I speak on behalf of the EU and its Member States.
The Candidate Countries the Republic of North Macedonia*, Montenegro*, Serbia*and Albania*, the country of the Stabilisation and Association Process and potential candidate Bosnia and Herzegovina, as well as Ukraine, the Republic of Moldova, and Georgia, align themselves with this statement.
I would like to express my deep appreciation to the member states who have supported the adoption of this resolution, which calls upon states to proclaim and maintain a moratorium on executions as a matter of human rights and respect for human dignity. I would like to recall that the General Assembly has adopted seven of these resolutions since 2007.
The sponsors and supporters of this resolution are convinced that a moratorium on the use of the death penalty contributes to enhance the respect for human dignity: Indeed, there is no conclusive evidence of the deterrent value of the death penalty and any miscarriage or failure of justice in the implementation of the death penalty is irreversible and irreparable.
The resolution confirms the main messages that were present in previous iterations of the text, with a few additions which we believe bring an added-value: a reference to the importance of civil society in the public debate on the death penalty, a reference to the role of the human rights treaty bodies, a mention of the discriminatory application of the death penalty to women, a more precise reference to age assessment for the application of the death penalty and a new paragraph asking that children and families are provided, in advance, with adequate information about a pending execution, its date, time and location, to allow a last visit.
Allow me also to convey our sincere thanks to all participants in the informals for the sometimes tense, but we believe interesting engagement that has characterized the negotiations on the moratorium resolution during the six informal consultations held this year. The question of the death penalty is a very emotional one, which always lead to heated discussions. Under the very able co-chairmanship of Mexico and Switzerland, a broad range of opinions and proposals were put forward, and in the course of those negotiations, we revised the draft text to reflect the proposals put forward, whilst also remaining true to the goals and purposes of the resolution.

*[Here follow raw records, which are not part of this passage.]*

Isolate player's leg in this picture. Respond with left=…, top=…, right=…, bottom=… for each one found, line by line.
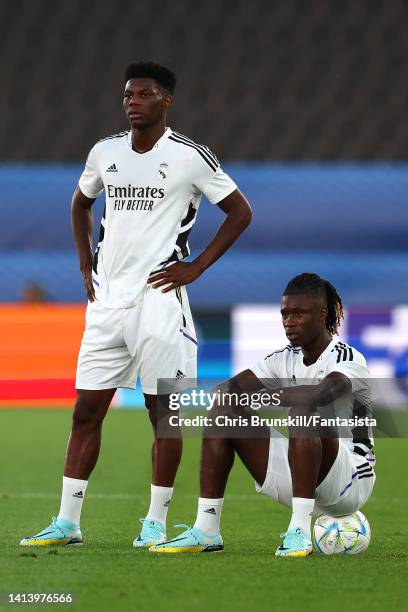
left=64, top=389, right=116, bottom=480
left=134, top=287, right=197, bottom=546
left=20, top=389, right=115, bottom=546
left=276, top=408, right=339, bottom=556
left=150, top=409, right=269, bottom=553
left=21, top=302, right=130, bottom=546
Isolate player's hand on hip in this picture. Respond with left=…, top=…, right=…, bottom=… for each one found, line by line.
left=147, top=261, right=203, bottom=293
left=81, top=269, right=96, bottom=302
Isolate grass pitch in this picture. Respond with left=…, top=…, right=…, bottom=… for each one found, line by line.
left=0, top=410, right=408, bottom=612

We take note of the adoption of an amendment on national sovereignty. We believe that the resolution already states clearly that the question of the death penalty is guided by the purposes and principles of the United Nations, including sovereignty, and that this amendment is unnecessary, unbalanced and misplaced in a human rights resolution. We remain open to a continued and open discussion with the sponsors of this amendment ahead of UNGA77.
I thank you.
* The Republic of North Macedonia, Montenegro, Serbia and Albania continue to be part of the Stabilisation and Association Process.